Car il suffit de regarder les satellites en matière de renseignements. Nous avons un satellite européen, Hélios, qui a une résolution de 10 mètres. Les détails qu'il photographie sont de 10 mètres. Les américains ont 47 satellites, si je ne me trompe pas, et les détails qu'ils photographies sont de 50 centimètres.
Est-ce que nous pouvons mettre cela en face de nous ? Est-ce qu'il y a équilibre entre une puissance et l'autre ?
Est-ce que vous pensez que lorsque vous êtes la puissance qui photographie, vous n'avez pas un droit de filtre sur les renseignements que vous transmettez aux autres ?
Est-ce que nous avons mesuré ce que signifiait l'incroyable déséquilibre en. matière de transport aérien pour les forces de projection qui sont les nôtres ?
Je me souviens que dans un conseil national d'une de nos familles où nous étions ensemble, il y a quelques années au moment de l'affaire du Rwanda, je m'étais efforcé de souligner ce qu'il y avait d'imprudent et d'inconséquent à avoir construit une force de projection qui, pour transporter cette force, était obligée de louer des Tupolev et des Antonov russes.
C'est la réalité.
Le jour où vous n'avez pas la capacité de transporter votre force de projection, que se passe-t-il si les russes et les américains vous disent non ?
Eh bien, mes chers Amis, vous restez à la maison .
Qu'on ne parle pas d'équilibre si l'on refuse de construire cet équilibre. Je pourrais continuer, mais je voulais illustrer devant vous ce qu'est la réalité des problèmes que nous avons désormais devant nous.
Il y a donc une question qui est majeure, qui est simple, qui est une illustration de toutes les autres : est-ce que nous considérons que la puissance doit être pour toujours dévolue à l'Amérique, ou est-ce que nous voulons voir construire une puissance européenne qui l'équilibre ?
Je demande cela en tant que responsable d'une famille qui Dieu sait, a été accusée d'être atlantiste dans son histoire, d'une famille dont on peut dire avec fierté qu'elle s'honore d'être l'amie des américains, mais qui considère que là comme ailleurs une amitié, une alliance, doit être équilibrée.
Alors on nous a dit : " mais il faudra très très longtemps ".
Je donne raison à cette objection. Il faudra très très longtemps, car si l'on continue au rythme actuel des déclarations d'intentions merveilleuses, comme dans le problème des industries de défense, si l'on continue au rythme actuel dans la préparation méticuleuse des embryons d'embryons de début de commencement d'un jour, un état major qui pourrait... Si l'on continue au rythme actuel, il faudra en effet, je le crains, plusieurs siècles.
La question est de savoir si nous le voulons ou pas.

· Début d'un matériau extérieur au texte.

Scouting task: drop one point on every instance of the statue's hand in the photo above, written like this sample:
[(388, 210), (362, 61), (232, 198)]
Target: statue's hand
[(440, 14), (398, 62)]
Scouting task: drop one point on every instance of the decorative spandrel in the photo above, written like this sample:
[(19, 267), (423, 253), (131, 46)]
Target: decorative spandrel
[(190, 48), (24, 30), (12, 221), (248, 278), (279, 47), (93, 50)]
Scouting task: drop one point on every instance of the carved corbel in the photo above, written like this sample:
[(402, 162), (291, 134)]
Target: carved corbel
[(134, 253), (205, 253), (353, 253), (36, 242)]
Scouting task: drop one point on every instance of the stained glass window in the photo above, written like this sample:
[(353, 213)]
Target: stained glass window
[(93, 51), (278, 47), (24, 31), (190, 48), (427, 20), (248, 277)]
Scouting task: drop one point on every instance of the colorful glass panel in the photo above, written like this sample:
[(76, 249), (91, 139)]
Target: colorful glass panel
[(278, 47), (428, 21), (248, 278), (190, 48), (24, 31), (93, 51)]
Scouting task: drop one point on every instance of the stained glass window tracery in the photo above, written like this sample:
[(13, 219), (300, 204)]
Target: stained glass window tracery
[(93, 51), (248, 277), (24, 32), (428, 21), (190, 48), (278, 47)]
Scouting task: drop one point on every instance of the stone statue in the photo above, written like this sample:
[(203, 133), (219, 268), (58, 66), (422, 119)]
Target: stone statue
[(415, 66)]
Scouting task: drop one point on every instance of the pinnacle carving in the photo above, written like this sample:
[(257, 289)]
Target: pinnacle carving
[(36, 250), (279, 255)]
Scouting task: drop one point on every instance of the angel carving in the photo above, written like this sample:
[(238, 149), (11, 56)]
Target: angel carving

Et si nous le voulons, je prends à témoin, parce que je me suis empressé de les appeler avant, les responsables éminents de la chose militaire qui sont dans cette salle ou qui nous écoutent. Vouloir construire une défense européenne, c'est-à-dire une articulation entre les défenses nationales, plus une force de projection européenne rendue facile et possible par le professionnalisme de nos troupes, plus un appareil de renseignements dans l'espace spatial, plus une capacité de transport et de projection, 5 à 10 ans est un horizon convenable pour le faire.
Mais il y a une question, et toutes les habiletés pour éluder cette question n'arriveront pas à empêcher qu'elle se pose : une fois qu'on a construit une défense européenne, qui commande la défense européenne.?
Le conseil des chefs d'états et de gouvernements à l'unanimité quand ils sont 15 et quand demain ils seront 25 ? De qui se moque-t-on ?
Vous imaginez, dans le conflit des Balkans, dans l'Europe qui rassemblera 20 ou 25 états, prendre à 1'unaninùté une décision qui concerne la force européenne
J'ai appelé hier, certains sont dans cette salle - et je salue Etienne Copel -, un certain nombre d'officiers, généraux, ayant occupé des responsabilités et participant aux débats sur l'avenir de nos armes, et tous m'ont dit la même chose: c'est faisable, probablement beaucoup plus à portée qu'on ne le croit.
Ils sont généraux servant sous les drapeaux ou ayant servi sous les drapeaux de l'armée française. Ils nous ont dit que la seule question était celle-ci: s'il vous plait, donnez-nous une autorité politique capable de commander cette force le jour où elle existera.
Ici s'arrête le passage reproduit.